Thursday, February 17, 2011

Southern Chicken Fried Steak with Homemade Cream Gravy and Roasted Garlic, Horseradish, Mascarpone Mashed Potatoes





I was inspired to try and make chicken fried steak after David and I ate one of the best in town at Norma's Cafe in Oak Cliff.  Norma's is a Dallas home cooking institution. Founded in 1956, they continue to serve up hot and delicious home-style meals, with a savory Southern flare.  Their signature dish is chicken fried steak smothered with cream gravy, which is sure to make anyone's mouth water.  The original location has been operating in Oak Cliff for over 50 years.  Norma's has another location on the Dallas Parkway in North Dallas. Norma's is the classic cafe for that home-cooked meal you crave when you're away from home.


I've found there's an art to making chicken fried steak with crispy perfection.  We finally got it right this time, because it took a few attempts and a few recipes to perfect this dish.  The trick to the crust adhering to the steak, is dipping the steak in the flour mixture first, then the egg and milk mix, then back into the flour again.  You could add a tiny bit of cayenne pepper to give it a little kick if you like things spicy.  Chicken fried steak just isn't the same unless served with some fluffy and creamy mashed potatoes smothered in homemade cream gravy.  This is Texas cuisine at it's sinful best!  =)


4 - 4 oz round steak cutlets that have been tenderized
2 cups plus 2 TBSP all-purpose flour
Kosher salt and freshly ground pepper to taste
garlic powder to taste
2 large eggs, beaten
1 cup buttermilk
1/2 cup whole milk plus 2 cups for the gravy
1 tsp chicken bouillon granules
vegetable or canola oil for frying


In a shallow bowl, combine 2 cups of flour, season with salt, pepper and garlic powder to taste.  In a second shallow bowl, whisk together eggs, buttermilk, whole milk and chicken bouillon granules.  Season egg mixture with a little more salt, pepper and garlic powder.  One at a time, coat the steak pieces with the flour mixture, shaking off the excess, then dip into the egg mixture, coating evenly and allowing the excess to drip off.  Return to the flour mixture to coat evenly, again shaking off the excess.  Transfer the coated steak pieces to a plate.

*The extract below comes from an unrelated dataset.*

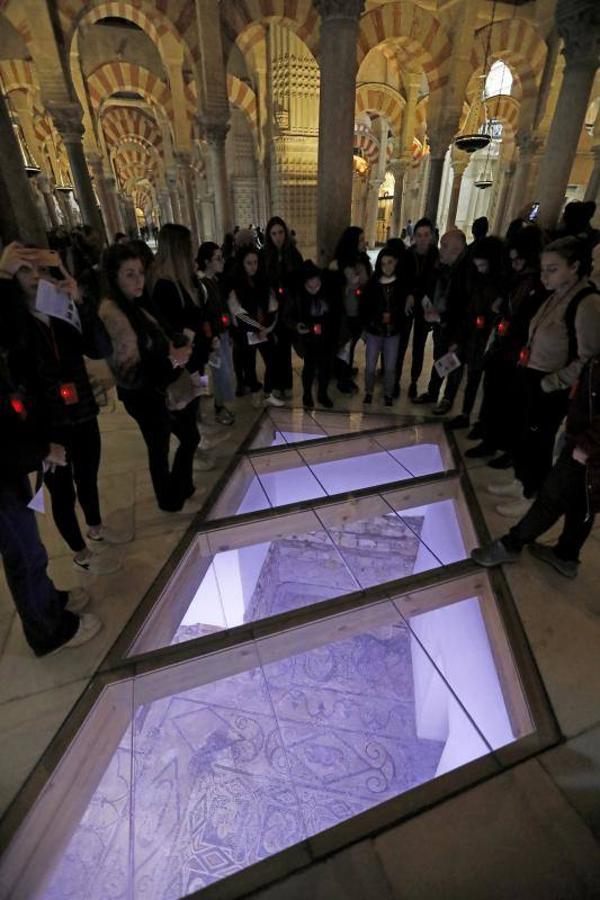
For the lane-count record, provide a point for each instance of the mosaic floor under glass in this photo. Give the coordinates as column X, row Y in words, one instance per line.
column 186, row 772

Preheat the oven to 200 degrees.  Set a wire rack on a rimmed baking sheet and place near the stove.  Pour oil to a depth of about 1 inch into a large, heavy frying pan (preferably cast iron), and heat over medium-high heat or until the oil shimmers, or when the oil is at 350 degrees.  Add the steaks and cook until the undersides are golden brown, about 1 - 1/2 to 2 minutes on each side.  Do in batches so as to not crowd if necessary.  Transfer to the rack and warm in the oven while making the gravy.


Carefully pour the hot fat from the frying pan into a bowl and set aside.  Wipe out the pan with paper towels.  In a saucepan, heat the remaining 2 cups of milk over medium heat to just below a boil and remove from the heat; set aside.  In original frying pan, return 2 TBSP of the fat and heat over medium-low heat.  Whisk in the remaining 2 TBSP flour and let bubble gently for 2 minutes.  Gradually whisk in the hot milk and bring to a boil over high heat.  Reduce the heat to medium-low and simmer whisking frequently, until lightly thickened, about 3 minutes.  Season with salt and pepper and pour into a gravy boat.  Serve the steaks at once, passing the gravy on the side.


Roasted Garlic, Horseradish, Mascarpone Mashed Potatoes (Inspired by Bolsa in Oak Cliff)


3 lbs baking potatoes
1/3 cup heavy cream or sour cream
1/3 cup mascarpone cheese
3 TBSP butter
6 cloves of roasted garlic, or to taste
1 - 2 TBSP horseradish, or to taste
salt and pepper to taste


Peel the potatoes and cut into chunks.  In a saucepan, combine the potatoes with salted water to cover, cover the pan, and bring to a boil over high heat.  Uncover, reduce the heat to medium and simmer until the potatoes are tender, 20 - 25 minutes.  Drain well.  Return the potatoes to the pan and stir over medium-low heat for 2 minutes to evaporate the excess moisture.  Cut 3 TBSP of butter into pieces and add to the potatoes.  Add the remaining ingredients.  Using a handheld mixer or potato masher, whip or mash the potatoes while adding enough cream to create a smooth mixture.  Season with salt and pepper.